Physically the MRI of the brain of all sociopaths reveals the inherited genetic cause of their unique psychology. Their amygdala (the origin of human emotions) is severely distorted. Only criminal psychopaths also exhibit this malformation. The main difference between a sociopath and a psychopath is that the sociopath has learned how to control and eliminate any impulse to employ physical violence. Instead they employ deviousness and clever backstabbing to achieve their desired ends.
So, for better governments run by people who are actually capable of caring about the future well-being of the people they have been elected to serve, I believe it should be a requirement of anyone nominating for an elective office or being selected to be a government minister to undergo an MRI scan; and if the scan reveals that the individual is a sociopath their nomination be rejected.
Just imagine it – living under a government that actually cares about us and the area that they were elected to govern.
Norton Jacobi, Redhead
THE BANKS ARE STRAINING
NOW look what those unthinking obstructionists in the Senate, who forced the Turnbull/ Morrison governments to shelve legislation gifting billions of dollars to the banks, have brought about: the need for banks to increase the rates on variable loans possibly, just to survive in this world of deregulation driven competition.

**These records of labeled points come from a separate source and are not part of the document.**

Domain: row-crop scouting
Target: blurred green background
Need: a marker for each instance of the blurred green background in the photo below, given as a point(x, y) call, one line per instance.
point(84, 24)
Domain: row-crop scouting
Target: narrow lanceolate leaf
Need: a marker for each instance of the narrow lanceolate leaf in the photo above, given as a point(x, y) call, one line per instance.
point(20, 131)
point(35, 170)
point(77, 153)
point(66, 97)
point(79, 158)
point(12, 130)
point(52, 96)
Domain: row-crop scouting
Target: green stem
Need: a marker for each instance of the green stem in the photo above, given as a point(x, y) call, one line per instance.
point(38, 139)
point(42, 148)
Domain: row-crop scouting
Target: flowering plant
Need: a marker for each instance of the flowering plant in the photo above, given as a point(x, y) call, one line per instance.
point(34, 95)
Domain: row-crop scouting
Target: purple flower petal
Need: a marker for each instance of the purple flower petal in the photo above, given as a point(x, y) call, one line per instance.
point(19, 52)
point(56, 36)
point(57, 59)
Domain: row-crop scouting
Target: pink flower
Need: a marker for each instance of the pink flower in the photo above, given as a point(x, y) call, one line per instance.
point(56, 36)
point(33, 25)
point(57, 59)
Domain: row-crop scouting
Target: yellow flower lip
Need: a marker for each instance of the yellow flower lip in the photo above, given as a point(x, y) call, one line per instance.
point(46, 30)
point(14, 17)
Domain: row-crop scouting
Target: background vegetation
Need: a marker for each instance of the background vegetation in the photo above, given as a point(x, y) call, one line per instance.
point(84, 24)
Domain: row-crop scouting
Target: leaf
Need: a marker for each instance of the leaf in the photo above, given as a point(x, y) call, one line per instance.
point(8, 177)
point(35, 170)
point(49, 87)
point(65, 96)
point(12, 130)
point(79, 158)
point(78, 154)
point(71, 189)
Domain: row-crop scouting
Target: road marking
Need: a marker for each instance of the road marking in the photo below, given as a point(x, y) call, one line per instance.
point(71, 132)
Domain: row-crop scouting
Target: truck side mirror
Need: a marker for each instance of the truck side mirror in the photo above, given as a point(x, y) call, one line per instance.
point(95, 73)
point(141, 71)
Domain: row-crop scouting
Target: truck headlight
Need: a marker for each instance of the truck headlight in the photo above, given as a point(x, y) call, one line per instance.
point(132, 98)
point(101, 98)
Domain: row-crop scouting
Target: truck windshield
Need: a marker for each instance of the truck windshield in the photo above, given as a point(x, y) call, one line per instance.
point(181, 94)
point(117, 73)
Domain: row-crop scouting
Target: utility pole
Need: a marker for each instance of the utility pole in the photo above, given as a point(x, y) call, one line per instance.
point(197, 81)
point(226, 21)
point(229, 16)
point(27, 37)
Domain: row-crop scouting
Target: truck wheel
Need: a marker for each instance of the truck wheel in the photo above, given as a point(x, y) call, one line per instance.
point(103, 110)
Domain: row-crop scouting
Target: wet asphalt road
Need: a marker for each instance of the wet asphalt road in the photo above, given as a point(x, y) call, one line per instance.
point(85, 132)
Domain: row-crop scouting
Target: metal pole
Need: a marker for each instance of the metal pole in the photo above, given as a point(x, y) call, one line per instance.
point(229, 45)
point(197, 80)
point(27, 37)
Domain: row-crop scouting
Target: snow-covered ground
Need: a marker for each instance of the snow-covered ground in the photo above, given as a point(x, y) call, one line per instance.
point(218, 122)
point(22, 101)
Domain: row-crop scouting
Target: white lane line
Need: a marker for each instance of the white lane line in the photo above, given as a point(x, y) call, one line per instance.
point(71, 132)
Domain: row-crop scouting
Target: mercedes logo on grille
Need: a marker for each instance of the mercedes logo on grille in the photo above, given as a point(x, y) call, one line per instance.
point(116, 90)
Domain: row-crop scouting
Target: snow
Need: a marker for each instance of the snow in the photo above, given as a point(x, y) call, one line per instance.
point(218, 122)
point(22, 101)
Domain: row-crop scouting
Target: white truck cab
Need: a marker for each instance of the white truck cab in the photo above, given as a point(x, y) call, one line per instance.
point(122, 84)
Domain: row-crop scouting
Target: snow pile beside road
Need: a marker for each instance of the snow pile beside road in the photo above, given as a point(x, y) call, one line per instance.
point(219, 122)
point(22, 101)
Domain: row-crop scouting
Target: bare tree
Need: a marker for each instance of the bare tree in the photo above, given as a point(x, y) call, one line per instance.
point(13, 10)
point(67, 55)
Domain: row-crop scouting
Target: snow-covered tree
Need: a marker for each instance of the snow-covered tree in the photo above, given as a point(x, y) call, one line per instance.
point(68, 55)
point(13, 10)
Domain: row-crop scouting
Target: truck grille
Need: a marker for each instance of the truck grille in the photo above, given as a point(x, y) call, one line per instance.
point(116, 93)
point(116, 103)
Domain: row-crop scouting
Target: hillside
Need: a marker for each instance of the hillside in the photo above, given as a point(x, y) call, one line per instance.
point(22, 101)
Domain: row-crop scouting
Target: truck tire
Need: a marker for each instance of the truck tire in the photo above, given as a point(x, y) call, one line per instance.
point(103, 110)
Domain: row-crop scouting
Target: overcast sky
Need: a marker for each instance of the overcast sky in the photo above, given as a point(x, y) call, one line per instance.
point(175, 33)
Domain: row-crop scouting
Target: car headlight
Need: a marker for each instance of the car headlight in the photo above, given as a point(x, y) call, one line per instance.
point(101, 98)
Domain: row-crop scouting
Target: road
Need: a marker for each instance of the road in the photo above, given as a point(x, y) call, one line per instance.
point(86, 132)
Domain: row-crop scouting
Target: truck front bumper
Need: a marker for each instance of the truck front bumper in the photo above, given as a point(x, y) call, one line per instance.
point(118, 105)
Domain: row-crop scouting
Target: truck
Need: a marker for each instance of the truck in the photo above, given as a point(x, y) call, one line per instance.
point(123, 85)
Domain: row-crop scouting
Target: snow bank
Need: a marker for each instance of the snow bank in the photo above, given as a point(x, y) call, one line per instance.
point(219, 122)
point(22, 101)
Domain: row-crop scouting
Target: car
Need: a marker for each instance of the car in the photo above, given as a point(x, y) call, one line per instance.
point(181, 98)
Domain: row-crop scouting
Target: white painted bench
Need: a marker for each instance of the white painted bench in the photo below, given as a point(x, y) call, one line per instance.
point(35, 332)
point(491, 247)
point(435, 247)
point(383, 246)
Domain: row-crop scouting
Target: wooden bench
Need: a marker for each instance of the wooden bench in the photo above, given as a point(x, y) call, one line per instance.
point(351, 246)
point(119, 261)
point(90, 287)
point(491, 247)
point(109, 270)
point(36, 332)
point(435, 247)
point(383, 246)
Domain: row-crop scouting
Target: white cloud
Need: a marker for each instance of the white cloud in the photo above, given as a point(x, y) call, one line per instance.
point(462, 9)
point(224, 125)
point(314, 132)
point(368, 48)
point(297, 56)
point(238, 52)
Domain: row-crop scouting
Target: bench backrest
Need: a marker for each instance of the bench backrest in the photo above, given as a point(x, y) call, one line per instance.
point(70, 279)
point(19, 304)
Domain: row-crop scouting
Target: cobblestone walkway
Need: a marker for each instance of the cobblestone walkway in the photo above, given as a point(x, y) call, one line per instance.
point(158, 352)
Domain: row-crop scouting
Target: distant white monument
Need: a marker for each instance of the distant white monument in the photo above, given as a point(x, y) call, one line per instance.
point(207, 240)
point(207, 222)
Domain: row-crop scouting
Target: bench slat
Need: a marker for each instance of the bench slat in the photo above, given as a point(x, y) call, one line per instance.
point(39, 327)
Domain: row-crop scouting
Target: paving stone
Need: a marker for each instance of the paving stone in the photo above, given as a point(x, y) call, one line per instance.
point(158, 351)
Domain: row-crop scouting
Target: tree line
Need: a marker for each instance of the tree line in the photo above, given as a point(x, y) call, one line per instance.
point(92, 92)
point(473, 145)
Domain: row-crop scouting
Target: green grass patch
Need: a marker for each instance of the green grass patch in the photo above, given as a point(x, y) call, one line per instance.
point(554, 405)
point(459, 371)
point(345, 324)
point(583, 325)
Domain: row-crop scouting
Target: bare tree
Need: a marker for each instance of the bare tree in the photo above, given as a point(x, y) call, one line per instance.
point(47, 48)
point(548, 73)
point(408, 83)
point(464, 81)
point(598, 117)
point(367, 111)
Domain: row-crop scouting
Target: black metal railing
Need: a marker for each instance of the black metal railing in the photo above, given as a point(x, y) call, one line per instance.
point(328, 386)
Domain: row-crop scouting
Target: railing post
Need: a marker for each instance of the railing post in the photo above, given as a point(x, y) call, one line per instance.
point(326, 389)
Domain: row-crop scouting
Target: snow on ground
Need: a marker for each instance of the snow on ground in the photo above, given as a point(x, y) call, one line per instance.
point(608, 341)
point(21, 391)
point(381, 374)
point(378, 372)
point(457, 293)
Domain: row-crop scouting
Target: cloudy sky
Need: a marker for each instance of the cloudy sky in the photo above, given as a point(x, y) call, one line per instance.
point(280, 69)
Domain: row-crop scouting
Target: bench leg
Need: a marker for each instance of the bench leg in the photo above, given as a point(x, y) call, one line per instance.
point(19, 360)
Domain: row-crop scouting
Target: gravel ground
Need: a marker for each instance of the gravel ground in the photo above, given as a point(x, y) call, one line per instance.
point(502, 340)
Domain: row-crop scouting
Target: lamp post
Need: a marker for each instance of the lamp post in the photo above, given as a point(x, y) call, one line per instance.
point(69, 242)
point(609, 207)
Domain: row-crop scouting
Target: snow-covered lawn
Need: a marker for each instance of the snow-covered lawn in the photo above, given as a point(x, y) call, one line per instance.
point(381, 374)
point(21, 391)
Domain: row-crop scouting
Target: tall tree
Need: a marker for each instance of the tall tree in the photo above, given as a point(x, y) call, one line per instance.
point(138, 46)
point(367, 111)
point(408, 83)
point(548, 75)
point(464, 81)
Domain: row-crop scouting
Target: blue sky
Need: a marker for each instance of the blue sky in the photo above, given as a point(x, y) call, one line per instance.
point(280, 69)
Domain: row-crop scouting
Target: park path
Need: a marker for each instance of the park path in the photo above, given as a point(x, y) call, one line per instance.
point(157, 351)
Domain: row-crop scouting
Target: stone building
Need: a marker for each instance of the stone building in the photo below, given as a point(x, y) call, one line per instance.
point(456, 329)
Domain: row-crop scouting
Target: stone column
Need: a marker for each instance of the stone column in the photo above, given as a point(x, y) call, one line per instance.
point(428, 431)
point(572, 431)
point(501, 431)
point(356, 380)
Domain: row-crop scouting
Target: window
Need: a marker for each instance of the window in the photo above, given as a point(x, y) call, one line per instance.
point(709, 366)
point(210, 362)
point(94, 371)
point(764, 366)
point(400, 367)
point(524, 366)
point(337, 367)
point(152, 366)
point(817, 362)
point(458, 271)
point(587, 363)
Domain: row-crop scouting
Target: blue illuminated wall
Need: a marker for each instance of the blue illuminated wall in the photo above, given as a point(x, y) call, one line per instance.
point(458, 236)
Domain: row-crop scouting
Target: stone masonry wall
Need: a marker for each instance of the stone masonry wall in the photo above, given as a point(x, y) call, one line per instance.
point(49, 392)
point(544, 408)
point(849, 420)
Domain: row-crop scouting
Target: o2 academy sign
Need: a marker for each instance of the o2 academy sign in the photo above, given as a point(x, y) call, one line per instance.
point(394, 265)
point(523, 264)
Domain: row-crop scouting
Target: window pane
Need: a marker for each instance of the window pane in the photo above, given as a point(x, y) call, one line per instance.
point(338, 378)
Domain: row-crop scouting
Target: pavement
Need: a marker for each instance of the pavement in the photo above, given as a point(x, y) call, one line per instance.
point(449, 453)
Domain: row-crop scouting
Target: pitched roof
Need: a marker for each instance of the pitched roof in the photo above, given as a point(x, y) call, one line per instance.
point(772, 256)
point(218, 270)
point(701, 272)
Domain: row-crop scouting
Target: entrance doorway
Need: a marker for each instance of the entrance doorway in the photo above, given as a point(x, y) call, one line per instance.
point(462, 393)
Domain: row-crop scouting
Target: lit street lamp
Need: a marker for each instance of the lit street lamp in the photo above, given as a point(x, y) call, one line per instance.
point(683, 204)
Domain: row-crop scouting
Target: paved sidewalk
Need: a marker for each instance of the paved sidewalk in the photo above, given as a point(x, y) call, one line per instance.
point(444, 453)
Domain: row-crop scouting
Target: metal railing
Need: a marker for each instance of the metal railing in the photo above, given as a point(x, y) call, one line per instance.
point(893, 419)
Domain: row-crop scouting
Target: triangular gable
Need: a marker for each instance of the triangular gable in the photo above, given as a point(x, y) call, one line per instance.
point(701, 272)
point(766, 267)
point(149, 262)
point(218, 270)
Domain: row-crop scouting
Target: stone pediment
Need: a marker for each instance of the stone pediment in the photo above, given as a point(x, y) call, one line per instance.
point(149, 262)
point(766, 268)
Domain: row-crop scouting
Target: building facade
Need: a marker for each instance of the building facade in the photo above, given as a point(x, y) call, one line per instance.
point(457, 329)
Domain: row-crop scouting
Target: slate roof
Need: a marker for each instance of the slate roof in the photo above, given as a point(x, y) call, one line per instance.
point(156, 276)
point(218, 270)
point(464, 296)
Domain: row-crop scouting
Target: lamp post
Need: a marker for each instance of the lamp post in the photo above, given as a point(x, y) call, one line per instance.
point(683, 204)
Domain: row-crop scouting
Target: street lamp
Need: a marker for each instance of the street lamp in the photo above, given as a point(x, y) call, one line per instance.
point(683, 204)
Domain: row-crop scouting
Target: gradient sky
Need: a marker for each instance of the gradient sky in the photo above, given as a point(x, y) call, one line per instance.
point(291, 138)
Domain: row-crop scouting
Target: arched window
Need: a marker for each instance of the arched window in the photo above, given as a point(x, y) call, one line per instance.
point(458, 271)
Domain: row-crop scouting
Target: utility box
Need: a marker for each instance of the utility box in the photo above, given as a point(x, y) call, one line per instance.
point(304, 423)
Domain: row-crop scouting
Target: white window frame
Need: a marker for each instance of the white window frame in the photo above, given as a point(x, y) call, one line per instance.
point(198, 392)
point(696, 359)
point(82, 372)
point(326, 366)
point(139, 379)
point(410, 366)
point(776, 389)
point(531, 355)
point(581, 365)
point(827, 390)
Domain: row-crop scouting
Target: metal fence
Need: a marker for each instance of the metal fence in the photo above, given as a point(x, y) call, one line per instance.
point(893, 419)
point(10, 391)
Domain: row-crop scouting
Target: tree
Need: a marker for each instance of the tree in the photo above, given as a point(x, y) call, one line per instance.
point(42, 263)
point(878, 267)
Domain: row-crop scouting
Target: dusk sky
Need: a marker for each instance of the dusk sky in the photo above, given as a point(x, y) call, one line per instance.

Is there any better example of why the Coalition was so intent upon ramming through taxpayer assistance than this evidently forced decision to raise interest rates?
No doubt that populist politician Bill Shorten will be coming out with statements condemning the banks but, seriously, the signs have been there for years of how tough the banks have been doing it. They have been forced to reduce the number of tellers in some operations and, in others, to close branches entirely. They have introduced computer banking and ATMs outside of what is left of their real estate, doing so possibly more in order to encourage those customers over 80 to become familiar with new technology than to improve their bottom lines. Yet what do they get in return? A heartless and non-thinking Senate which has denied the banks collectively, the traditional Aussie fair go!”
Barry Swan, Balgownie
A QUESTION OF PARKING
GIVEN the enormous parking pressures for residents and workers caused by the CBD tram construction, and much of it likely to be permanent and given that Newcastle council's paid and timed parking regime is between 9am and 5pm, can chief executive Jeremy Bath explain why council infringement officers in the middle of winter were prowling around, booking vehicles before dawn and well after dark?
Keith Parsons, Newcastle
MANNING CASE A SYMPTOM
DON’T be fooled by the government's reasoning for not allowing Chelsea Manning to speak in Australia ('She poses no threat': Chelsea Manning tour promoters ask for discretion’, SMH 30/8). I think this is just the Liberal party line of kowtowing to America to prevent the public being made aware of embarrassing and shameful acts carried out by the American administration. They have form in this type of cover-up, as proved by John Howard taking our country to war on a false premise.
Allan Earl, Thornton
LETTER OF THE WEEK
THE pen goes to John Undery, of Kotara South, for his letter regarding the Liberal spill. The pen is in the mail.